Update 10.12.2016. My investigations led to a legal action of the Walles couple against myself. Details in the main story here.
I placed these questions to Zorn, the PR responsible at MHH:
- which courses have been offered by Prof Macchiarini at MHH since 2013?
- should Prof Macchiarini not comply with his mandatory teaching obligations at the MHH, how does the MHH intend to react?
- is Prof Macchiarini still clinically active at the MHH, and if not, since when?
Since all my previous emails to Zorn went unanswered, I forwarded my original inquiry as a complaint to the responsible authority, namely Office for Data Protection of the state Lower Saxony. Then Zorn suddenly wrote back, presenting as evidence a confirmation of receipt email which he actually originally addressed not to me, but to himself. In any case, Zorn chose not to reply to my questions. Instead, the state’s officially independent and utterly unbiased officer for data protection, Christoph Lahmann, wrote to me. Lahmann declared that my inquiry on Macchiarini’s teaching activities should not be answered by MHH since it concerns the professor’s personal sphere:
“On the admissibility of the transfer of personal data from authorities to third parties outside the public sphere, I refer to the Lower Saxony Data Protection Act (NDSG), §13. Here, the conditions under which a transmission is permissible from the point of view of data protection are determined. As a so-called authority standard, §13 NDSG allows data transmission under the stated conditions, but does not oblige the public authority to transmit this data. The authority may, for example, reject the data transmission with regard to the administrative burden, even if the legal requirements of the NSDG are fulfilled. […]That was indeed helpful, certainly for MHH. Lahmann basically rushed to warn Zorn that he doesn’t have to tell me and my readers anything, while instructing me and everyone else that one professor’s university curriculum is nobody’s business. Basically, even if Prof. Macchiarini should be currently teaching students on trachea regeneration (personally, I think any such lecture at MHH should be televised worldwide) or even be operating patients at the Hannover university clinic, we are not entitled to find out. Most likely however, neither is happening. The MHH is probably simply quietly breaking the state law, but thanks to the kind Dr Lahmann from the state’s authority, we are now denied the evidence.

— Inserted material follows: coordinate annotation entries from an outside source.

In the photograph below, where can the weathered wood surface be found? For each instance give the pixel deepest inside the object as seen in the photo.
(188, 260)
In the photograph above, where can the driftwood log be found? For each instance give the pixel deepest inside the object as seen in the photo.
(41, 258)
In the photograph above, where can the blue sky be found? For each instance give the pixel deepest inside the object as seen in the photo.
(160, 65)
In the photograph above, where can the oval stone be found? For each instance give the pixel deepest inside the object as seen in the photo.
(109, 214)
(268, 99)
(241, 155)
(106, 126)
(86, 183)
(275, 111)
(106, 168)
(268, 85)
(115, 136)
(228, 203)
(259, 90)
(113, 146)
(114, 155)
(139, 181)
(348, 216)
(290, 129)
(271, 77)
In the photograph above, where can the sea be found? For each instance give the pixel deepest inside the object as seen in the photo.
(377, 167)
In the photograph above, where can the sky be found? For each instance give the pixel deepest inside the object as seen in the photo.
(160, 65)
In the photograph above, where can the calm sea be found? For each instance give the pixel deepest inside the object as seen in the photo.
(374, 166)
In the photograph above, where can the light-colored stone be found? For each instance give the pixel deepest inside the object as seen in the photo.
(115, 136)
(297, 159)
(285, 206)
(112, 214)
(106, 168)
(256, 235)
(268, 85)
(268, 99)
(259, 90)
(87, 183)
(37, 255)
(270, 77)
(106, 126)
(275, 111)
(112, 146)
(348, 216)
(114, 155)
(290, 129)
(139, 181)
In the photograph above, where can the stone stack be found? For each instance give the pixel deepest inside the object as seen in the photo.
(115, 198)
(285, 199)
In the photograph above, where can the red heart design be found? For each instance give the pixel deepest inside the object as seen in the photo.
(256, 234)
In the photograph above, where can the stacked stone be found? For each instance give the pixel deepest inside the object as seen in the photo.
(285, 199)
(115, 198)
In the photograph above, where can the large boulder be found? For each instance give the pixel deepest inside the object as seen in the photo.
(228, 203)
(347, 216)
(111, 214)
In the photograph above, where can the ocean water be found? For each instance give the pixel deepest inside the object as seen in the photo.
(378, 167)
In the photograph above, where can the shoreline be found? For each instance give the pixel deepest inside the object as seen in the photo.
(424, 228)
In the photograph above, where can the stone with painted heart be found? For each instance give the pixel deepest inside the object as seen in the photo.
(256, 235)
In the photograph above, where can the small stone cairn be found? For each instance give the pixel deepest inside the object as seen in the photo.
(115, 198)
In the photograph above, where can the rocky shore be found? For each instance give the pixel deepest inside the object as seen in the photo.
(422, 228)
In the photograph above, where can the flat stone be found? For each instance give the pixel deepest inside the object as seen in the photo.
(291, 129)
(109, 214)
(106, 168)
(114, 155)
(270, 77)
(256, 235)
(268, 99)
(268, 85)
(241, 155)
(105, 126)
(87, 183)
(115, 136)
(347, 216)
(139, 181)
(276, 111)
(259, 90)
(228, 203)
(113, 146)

In your application, you refer to the freedom of information act (FOIA) of Lower Saxony. A FOIA is indeed a standard for public sector information, provided the requested information is actually available to the public authority and there are no grounds for refusal (eg protection of personal data, protection of company and business secrets, employee data protection, copyrights, etc.). 12 federal states and the Federal Government [of Germany, -LS] have issued freedom of information acts. There is no such freedom of information act in Lower Saxony.
I hope to have helped you with these explanations”.

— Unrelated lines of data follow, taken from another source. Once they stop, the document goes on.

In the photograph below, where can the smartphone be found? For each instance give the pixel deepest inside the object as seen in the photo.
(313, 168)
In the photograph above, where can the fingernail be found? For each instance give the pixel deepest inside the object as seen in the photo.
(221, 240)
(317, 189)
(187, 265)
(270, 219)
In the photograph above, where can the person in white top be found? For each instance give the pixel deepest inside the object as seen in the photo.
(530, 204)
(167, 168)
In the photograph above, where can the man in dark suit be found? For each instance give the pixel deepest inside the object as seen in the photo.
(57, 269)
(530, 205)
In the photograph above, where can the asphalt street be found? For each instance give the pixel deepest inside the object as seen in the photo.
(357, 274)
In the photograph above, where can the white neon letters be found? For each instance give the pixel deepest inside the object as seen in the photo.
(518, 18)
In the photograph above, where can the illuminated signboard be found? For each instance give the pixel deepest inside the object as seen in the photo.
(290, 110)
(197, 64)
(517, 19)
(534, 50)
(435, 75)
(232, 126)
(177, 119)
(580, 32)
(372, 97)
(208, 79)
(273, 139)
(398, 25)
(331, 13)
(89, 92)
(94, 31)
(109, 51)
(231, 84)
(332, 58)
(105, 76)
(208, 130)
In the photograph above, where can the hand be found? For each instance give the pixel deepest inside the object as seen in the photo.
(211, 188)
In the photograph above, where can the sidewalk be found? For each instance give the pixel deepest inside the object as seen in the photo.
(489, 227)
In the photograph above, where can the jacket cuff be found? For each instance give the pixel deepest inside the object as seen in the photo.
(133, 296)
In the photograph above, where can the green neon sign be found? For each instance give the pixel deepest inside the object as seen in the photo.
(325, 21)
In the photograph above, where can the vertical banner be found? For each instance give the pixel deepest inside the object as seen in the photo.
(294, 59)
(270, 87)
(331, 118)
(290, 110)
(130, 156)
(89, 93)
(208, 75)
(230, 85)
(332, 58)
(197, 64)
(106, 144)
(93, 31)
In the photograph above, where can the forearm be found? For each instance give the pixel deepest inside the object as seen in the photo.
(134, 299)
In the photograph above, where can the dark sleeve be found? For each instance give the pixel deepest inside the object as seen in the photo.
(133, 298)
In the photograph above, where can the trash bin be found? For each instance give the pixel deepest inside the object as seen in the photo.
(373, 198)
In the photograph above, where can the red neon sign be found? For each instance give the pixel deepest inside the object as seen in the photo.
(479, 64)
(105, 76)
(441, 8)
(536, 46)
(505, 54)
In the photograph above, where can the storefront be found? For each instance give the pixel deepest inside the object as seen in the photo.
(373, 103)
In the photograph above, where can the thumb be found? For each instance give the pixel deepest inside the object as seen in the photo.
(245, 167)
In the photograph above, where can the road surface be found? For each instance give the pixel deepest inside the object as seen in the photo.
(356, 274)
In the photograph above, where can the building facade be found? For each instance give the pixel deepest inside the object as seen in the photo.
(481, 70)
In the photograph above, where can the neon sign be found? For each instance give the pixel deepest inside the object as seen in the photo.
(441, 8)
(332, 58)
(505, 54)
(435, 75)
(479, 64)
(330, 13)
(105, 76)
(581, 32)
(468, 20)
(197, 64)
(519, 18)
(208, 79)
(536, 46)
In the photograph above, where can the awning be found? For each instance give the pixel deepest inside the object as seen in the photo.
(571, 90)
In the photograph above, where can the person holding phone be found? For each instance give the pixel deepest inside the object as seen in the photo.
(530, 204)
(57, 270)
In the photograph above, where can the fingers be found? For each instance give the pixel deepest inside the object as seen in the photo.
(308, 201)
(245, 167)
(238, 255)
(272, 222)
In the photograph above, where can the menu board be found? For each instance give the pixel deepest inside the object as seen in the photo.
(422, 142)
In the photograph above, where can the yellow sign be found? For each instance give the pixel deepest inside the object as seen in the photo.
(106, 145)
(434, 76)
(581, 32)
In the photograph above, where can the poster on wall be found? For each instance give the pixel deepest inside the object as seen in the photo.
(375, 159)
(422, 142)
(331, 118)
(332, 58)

In fact, Lahmann has excellent colleagues elsewhere in Germany who took upon themselves the heroic task of protecting their local universities from nosy inquires (see my reporting here). These brave data protection officers basically declared to me that every single thing happening on the university campus falls under “research and teaching”, and as such exempt from FOIA. That’s because in Germany, we trust doctors and scientists so much that we sometimes put them above the law. Anyone wants to place a bet on how the University of Würzburg will answer my FOIA inquiry about the trachea transplants done by the Walles couple?